Gaf felt confident. "Now, maybe I can get the hell out of here, I've got food and water." he exclaimed. The combination of a full stomach and the intense physical exertion lulled him into a drowsy state. Laying down, his eyelids fluttered as he watched the staircase shimmer before him. He closed his eyes and waited for sleep. He waited and waited, but sleep would not come. - his eyelids opened, the scene surrounding him began to blur. 'Yes,' he thought, 'I'm definitely drifting off, I've just been so wound up that it's taking me longer to settle down.' His nose tickled and as he reached up to rub it, his eyes opened again, the staircase no longer visible. Slightly irritated, he turned over on his side. The harder he tried to sleep, the more alert he felt. He sat up, no longer tired, accepting the thought that had pushed its way into his awareness. "Hold it! Now wait just a minute!," he shouted, his voice sounding hollow and thin. "Where the hell are the stairs?" He rose to his feet as he understood that he hadn't been drifting off to sleep after all. The clarity of his surroundings had been literally fading before his eyes. The recognition that all of his previous perceptions were felonious illusions rammed into his consciousness. Once again, Gaf was faced with the circularity of his predicament. He seemed to be making a career out of slumping to the floor in awe and confusion.

Unlike the previous surprises this one was not accompanied by the threat of starvation. Having access to food and water allowed Gaf the opportunity to evaluate this phenomena without fear. His mind raced across possibilities.

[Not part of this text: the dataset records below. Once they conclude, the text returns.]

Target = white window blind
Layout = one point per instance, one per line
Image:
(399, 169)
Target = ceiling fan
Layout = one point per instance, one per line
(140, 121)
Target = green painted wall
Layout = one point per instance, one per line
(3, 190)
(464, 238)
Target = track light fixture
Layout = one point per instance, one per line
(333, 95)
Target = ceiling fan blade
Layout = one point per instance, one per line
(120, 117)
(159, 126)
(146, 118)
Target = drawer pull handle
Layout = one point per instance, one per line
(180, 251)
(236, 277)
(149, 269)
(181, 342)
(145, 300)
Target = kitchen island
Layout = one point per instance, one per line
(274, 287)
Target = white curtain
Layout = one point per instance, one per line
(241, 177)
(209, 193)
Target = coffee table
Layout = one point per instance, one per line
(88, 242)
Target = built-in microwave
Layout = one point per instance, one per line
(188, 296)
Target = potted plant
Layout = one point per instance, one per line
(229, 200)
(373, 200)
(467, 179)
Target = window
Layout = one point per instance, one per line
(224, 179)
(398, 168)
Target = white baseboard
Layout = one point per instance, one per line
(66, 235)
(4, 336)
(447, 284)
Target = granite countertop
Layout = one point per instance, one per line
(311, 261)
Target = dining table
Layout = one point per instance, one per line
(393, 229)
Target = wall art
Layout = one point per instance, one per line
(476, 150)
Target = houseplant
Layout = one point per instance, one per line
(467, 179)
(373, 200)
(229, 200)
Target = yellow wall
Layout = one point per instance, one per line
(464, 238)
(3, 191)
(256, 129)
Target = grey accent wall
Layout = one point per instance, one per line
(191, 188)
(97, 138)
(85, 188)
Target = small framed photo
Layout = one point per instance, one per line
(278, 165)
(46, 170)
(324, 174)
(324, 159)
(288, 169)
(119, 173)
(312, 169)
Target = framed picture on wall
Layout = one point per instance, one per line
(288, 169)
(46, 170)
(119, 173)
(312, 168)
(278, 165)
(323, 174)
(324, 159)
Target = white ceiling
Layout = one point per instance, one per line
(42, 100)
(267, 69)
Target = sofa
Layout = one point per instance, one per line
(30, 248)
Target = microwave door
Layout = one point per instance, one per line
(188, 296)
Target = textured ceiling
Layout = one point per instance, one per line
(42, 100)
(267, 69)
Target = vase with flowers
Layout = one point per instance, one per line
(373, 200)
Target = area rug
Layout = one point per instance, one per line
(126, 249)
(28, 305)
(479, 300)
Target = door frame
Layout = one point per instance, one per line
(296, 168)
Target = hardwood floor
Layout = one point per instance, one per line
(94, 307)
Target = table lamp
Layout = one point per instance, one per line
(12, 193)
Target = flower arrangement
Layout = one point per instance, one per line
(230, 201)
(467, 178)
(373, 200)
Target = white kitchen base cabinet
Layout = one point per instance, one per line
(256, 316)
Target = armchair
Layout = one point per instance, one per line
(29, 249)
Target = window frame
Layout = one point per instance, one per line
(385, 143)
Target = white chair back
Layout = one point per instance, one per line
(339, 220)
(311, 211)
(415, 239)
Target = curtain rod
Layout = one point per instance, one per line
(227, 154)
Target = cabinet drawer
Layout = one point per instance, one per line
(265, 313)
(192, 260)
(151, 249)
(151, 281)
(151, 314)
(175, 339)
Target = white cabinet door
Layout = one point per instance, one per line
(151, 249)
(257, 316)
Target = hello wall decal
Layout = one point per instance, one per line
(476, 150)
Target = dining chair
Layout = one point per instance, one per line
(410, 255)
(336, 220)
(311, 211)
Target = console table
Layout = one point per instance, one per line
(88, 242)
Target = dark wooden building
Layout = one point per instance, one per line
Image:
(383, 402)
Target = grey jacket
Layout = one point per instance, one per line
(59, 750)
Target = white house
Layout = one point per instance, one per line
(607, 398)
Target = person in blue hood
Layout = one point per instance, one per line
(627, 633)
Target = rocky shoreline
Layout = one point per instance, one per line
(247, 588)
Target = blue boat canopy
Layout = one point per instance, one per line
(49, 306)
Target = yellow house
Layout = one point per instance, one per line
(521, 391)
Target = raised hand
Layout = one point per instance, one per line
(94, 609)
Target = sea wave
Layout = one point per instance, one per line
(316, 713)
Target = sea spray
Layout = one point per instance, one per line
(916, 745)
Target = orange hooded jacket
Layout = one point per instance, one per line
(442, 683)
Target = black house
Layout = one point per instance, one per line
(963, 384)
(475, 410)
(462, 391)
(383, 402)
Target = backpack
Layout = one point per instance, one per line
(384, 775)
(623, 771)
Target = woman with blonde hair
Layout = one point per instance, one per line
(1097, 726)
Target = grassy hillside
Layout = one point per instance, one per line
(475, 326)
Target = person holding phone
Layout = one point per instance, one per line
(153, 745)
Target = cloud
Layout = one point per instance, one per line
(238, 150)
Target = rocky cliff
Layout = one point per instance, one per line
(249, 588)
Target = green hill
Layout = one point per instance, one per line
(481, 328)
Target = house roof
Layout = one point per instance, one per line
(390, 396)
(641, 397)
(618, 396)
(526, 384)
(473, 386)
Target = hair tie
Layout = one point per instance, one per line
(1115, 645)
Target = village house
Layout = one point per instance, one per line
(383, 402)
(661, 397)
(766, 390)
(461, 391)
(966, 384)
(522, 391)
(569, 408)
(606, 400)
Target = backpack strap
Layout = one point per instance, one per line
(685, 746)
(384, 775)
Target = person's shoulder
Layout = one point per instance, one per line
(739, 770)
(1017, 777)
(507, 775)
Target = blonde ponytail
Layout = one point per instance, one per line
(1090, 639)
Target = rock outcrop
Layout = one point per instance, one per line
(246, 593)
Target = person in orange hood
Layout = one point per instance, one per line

"Am I just hallucinating? Am I asleep and dreaming? Is Molly about to wake me up?" Then with slight hesitation he whispered the ultimate conclusion, "Or am I dead?" The possibility that he was dead flooded his consciousness. He had heard many stories of departed spirits refusing to accept their physical death and as a consequence, remained in the realm of the living. In literature they were personified as ghosts or poltergeists. Staring blankly into the darkness, he began to question, "Am I dead?

Maybe I am dead and I'm just too stupid to lie down, but if I am dead, shouldn't there be a body? Didn't I leave a body behind? Where is it?"

With the splendid ease of a Nordic sailing vessel slicing through cresting waves, he floated up through shimmering diamond dust shaken from glowing ribbons of light. Gazing down, the sight of his body lie bent and twisted like a rag doll. No longer confused, he traveled toward the light. A feeling of regret at leaving Molly behind was quickly overcome by the total peace and joy that filled his entire being.

Quickly pulled through a tunnel made of gold and silver threads, he saw a bright, almost blinding, mist forming at the end. The figure walking towards Gaf was brandishing a sword.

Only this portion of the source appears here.